これは岡本喜八監督作品のリメイクではない。同じ題材を違う視点から描いている。「日本のいちばん長い日」に至るまでの4カ月のお話なのだ。8・15も、もちろん描かれるけど、その前の4月、鈴木内閣組閣から話は始まる。そして、それは昭和天皇の勅命による。これは鈴木総理(山努)と、阿南陸軍大臣(役所広司)のふたりを主人公にした映画である以上にまず、昭和天皇(本木雅弘)の決断を描く映画なのである。
映画では「聖断」と言われるが、彼が始めた戦争を、自分によって幕を引く。今まで、そこまで正面から昭和天皇を描くような映画は日本にはなかった。(岡本版では天皇はほとんど姿を見せないまま映画は突き進む。)決して主人公にして描くというわけではないけど、この映画の天皇は実に人間的な存在として確かに描かれる。本木雅弘が素晴らしい。彼の存在だけでも、この映画には意味がある。
群像劇だが、主人公たちは限定される。数名の人物をクローズアップして、日本が直面した最大の難関を描く。どういう形で戦争を終わらせるのか、である。戦争を続行させようとする陸軍の将校たちも描かれるし、そのせめぎあいも映画のポイントかもしれないが、そこには力点は置かれない。松坂桃李演じる若手エリート将校の純粋な想いは、前面には出ない。

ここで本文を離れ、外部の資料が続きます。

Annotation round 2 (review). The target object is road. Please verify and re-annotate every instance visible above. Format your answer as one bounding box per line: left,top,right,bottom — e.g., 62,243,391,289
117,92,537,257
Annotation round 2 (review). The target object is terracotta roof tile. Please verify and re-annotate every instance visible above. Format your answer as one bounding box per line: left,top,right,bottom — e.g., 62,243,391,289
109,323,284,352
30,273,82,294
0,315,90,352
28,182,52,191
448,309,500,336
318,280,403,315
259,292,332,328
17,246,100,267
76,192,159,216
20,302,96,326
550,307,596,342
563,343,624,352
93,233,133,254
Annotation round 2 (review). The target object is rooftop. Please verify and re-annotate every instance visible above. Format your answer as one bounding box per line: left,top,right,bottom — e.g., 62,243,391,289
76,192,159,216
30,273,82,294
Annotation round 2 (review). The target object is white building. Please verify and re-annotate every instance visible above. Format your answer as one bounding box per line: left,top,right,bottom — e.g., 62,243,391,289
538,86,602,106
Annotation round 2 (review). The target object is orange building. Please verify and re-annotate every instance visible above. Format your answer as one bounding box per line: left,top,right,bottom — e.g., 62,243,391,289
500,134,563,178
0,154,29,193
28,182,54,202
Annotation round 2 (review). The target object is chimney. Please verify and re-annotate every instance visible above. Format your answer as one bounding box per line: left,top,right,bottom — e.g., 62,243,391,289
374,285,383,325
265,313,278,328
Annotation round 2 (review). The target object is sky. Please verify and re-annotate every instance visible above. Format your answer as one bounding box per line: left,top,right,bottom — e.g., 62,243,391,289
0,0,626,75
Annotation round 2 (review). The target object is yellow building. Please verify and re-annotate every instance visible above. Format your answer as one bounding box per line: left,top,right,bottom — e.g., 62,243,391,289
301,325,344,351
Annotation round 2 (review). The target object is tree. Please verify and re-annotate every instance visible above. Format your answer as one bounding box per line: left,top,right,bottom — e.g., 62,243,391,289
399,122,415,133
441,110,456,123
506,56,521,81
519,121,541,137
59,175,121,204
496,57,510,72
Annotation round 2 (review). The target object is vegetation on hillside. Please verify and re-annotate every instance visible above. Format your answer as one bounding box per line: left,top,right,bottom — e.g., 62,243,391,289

主要人物以外のたくさんの人たちの動向も描かれない。これだけの大人数が右往左往する姿を描くにも関わらず、そんな印象を受ける。しかも、映画全体は、本木天皇のたたずまいに象徴されるように、実に静かな映画なのだ。(天皇が、呻吟し、もがき苦しむような姿を描いたりしたなら、それはそれで反対に滑稽にしかなるまいが。)彼だけではなく、誰もがこの難局に立ち向かい、冷静であろうとした。
皇室や、内閣を舞台にした密室劇の趣を持つ。庶民の姿はほとんど描かれない。だが、適宜、空襲シーンや、防空壕、廃墟と化した街が描かれる。それが映画のアクセントとなっている。言い訳程度の描写ではなく、確かにこの会議室の外では戦争が、起きているし、戦火はもう彼らのすぐそこまで迫っている。なのに、この期に及んで、まだ理想論を展開する陸軍の参謀たち。本土決戦一億玉砕を望む。バカバカしいとは思わない。彼らはそれこそ美しい日本人の誇りを全うすることだと思っているようなのだ。そんな彼らを純粋だと、言うわけなんかないけど、そんな人も確かにいたのかもしれない。当然この映画は彼らには寄り添わない。(批判もしないけど)
これを見て、天皇を持ちあげるための映画なんて、思わない。彼の苦悩を前面に押し出すわけでもない。誰もが、自分のこと、国のこと、みんなの将来を憂えて、最善の選択を望んだ。終戦が終わりではない。無事玉音放送がオンエアされ、戦争は終わる。映画もそこで終わる。
2時間16分の長い映画を見終えて、とても疲れた。悪い映画ではない。だが、感動的な映画でもない。重いものが手渡された気分だ。きっとそれでいいのだろう。戦後70年。僕たちは戦争を知らない。戦争なんて二度と起してはならない。誰もがそんなことわかっている。(きっとあの安倍さんだって)だが、今も、世界では戦争が起きている。好きで戦争をしているわけではない。なのに、なくならない。